Antonio Costa si pone il problema della distinzione tra i termini «trucco» ed «effetto speciale», proponendo la soluzione di Alberto Farassino, secondo cui «il trucco è ciò che produce l'effetto speciale, […] c'è ma non si vede, l'effetto speciale, invece, come lo spettacolo, si vede e si deve vedere»[128], ma ritiene necessario integrarla con una ulteriore distinzione di Christian Metz. I trucchi del cinema si dividerebbero in profilmici («tutto ciò che viene messo davanti alla macchina da presa perché questa lo 'prenda'») e cinematografici propriamente detti, prodotti durante le riprese o in fase di stampa.[129]

Occorre adesso affiancare a questa ripartizione la nozione di effetto visuale digitale[130], che è appunto l'integrazione di azioni dal vivo con CGI, ad esempio elementi pirotecnici o illuminotecnici, orientata verso la creazione di immagini fotorealistiche.

Accade spesso (Waking Life: Risvegliare la vita, Waking Life, Richard Linklater, 2001; Sin City, Robert Rodriguez, 2005; Renaissance, Christian Volckman, 2006) che in un film gli interventi digitali siano così numerosi e pesanti che non è possibile quantificare realtà e illusione, potendo considerare l'intero film un lungo effetto speciale. Ma secondo Metz già il cinema, se inteso come un unico grande fenomeno che, riproducendo il movimento, tende verso l'illusione di realtà, si potrebbe considerare come un grande effetto speciale.[131]

Metz propone inoltre una importante valutazione dei trucchi in relazione alla percezione che lo spettatore ha di essi. Ne distingue tre tipologie. La prima definisce come trucchi impercettibili tutti gli espedienti che, per mantenere un congruo livello di realismo, vengono nascosti allo spettatore insieme all'esigenza che ha richiesto l'uso di un trucco.

Un esempio nel cinema più tradizionale potrebbe essere la sostituzione di un attore con uno stuntman che deve eseguire azioni difficili o pericolose.

L'avvento dell'elaborazione digitale ha esaltato le capacità del cinema di creare effetti visuali speciali. «Il "miracolo" è avvenuto: tra l'effetto speciale prodotto tradizionalmente e quello digitale passa la medesima differenza esistente tra prestidigitazione (l'illusionismo, appunto) e vera e propria magia.»[132]

Nel cinema digitale, un caso di trucco invisibile è la rimozione, fotogramma per fotogramma, dei cavi che hanno permesso agli attori di volteggiare in cielo nel film La tigre e il dragone (Ang Lee, 2000). O ancora, il film La tigre e la neve (Roberto Benigni, 2005), ambientato a Baghdad, benchè girato in Tunisia. La società milanese Ubik, che ha curato gli effetti visuali del film, ha dovuto quindi "truccare" con il digitale le moschee tunisine per una ricostruzione filologicamente corretta.[133] Il trucco non viene neanche percepito come tale.

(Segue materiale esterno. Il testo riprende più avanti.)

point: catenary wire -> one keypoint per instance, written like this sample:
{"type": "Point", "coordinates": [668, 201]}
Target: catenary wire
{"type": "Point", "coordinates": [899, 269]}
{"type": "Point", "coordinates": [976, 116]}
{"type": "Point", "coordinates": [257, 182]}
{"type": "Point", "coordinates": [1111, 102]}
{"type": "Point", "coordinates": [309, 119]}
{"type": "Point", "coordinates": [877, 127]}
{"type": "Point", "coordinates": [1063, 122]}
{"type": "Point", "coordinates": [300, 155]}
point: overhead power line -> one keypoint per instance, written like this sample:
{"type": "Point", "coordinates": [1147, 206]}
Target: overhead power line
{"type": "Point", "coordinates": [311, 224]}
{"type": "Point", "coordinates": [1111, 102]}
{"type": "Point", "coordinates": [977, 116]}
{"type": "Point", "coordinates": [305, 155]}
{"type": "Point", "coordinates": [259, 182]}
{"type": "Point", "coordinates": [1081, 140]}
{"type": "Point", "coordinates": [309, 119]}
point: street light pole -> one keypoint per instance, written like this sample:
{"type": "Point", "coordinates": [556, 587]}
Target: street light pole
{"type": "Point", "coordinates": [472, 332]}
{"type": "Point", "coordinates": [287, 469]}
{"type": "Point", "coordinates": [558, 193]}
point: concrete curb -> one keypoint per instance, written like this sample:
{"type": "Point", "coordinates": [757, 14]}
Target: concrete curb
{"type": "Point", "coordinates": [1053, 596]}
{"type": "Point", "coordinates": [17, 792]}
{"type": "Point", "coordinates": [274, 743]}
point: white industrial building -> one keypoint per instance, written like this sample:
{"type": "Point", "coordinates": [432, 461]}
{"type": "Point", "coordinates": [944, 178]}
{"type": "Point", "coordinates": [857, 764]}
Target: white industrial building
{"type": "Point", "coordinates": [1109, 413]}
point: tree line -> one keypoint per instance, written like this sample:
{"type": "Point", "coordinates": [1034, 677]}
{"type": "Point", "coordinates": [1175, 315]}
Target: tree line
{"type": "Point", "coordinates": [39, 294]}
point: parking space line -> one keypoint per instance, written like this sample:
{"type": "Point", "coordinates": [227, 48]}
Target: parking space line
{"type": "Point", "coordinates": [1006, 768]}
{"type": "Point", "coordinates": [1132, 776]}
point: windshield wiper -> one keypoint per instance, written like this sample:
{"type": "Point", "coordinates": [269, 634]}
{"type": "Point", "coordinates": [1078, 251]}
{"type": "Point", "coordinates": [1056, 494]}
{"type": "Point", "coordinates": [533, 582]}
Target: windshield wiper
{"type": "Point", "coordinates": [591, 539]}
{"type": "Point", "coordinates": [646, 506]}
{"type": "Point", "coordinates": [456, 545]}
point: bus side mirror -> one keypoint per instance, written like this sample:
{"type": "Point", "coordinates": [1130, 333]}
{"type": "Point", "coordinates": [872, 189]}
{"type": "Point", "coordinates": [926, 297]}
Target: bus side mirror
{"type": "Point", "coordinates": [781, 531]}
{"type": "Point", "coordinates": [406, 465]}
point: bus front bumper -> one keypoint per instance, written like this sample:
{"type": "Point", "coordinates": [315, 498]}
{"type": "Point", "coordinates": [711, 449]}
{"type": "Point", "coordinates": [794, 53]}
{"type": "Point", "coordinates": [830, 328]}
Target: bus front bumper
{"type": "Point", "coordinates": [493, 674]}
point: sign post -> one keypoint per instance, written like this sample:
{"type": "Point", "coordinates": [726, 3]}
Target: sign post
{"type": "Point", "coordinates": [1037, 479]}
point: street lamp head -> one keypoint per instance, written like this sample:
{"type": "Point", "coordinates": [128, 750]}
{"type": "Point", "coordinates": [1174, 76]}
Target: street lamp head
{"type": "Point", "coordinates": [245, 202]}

La seconda tipologia individuata da Metz accoglie i trucchi invisibili ma percettibili, che suggeriscono indirettamente allo spettatore che la sua visione è mediata da una manipolazione di qualche tipo. Georges Méliès fu grande inventore di trucchi di questo tipo, come la sostituzione, che gli permetteva di far apparire dal nulla diavoli accompagnati da nuvolette di fumo (Le chaudron infernal, 1903). Il volo di Superman (Richard Donner, 1978) è un trucco invisibile ma percettibile: il pubblico non sa che il paesaggio retrostante l'eroe volante è un'immagine proiettata su un telone, sa solo che l'attore non ha volato davvero e che quindi per realizzare la sequenza si è dovuto ricorrere a un espediente.

Industrial Light & Magic è la compagnia che nel 2003 ha vinto il premio Oscar per i migliori effetti speciali con Jurassic Park (Steven Spielberg). Per il film sono state adottate innovative tecniche di computergrafica, che hanno permesso un'animazione molto credibile dei dinosauri. Anche qui, il trucco è invisibile, ma percettibile, perché di Tyrannosaurus Rex ammaestrati non se ne trovano sul mercato.

La terza e ultima categoria è quella dei trucchi visibili. Per Metz il cinema usa i suoi espedienti tecnici come punteggiatura. Manipolazioni proprie del procedimento cinematografico, come la dissolvenza incrociata, il flou o le tendine sono allora 'marche di enunciazione', da considerare come elementi retorici del linguaggio filmico. Il cinema digitale, di conseguenza, deve sviluppare delle marche di enunciazione sue proprie, derivate dall'applicazione delle manipolazioni specifiche del procedimento digitale.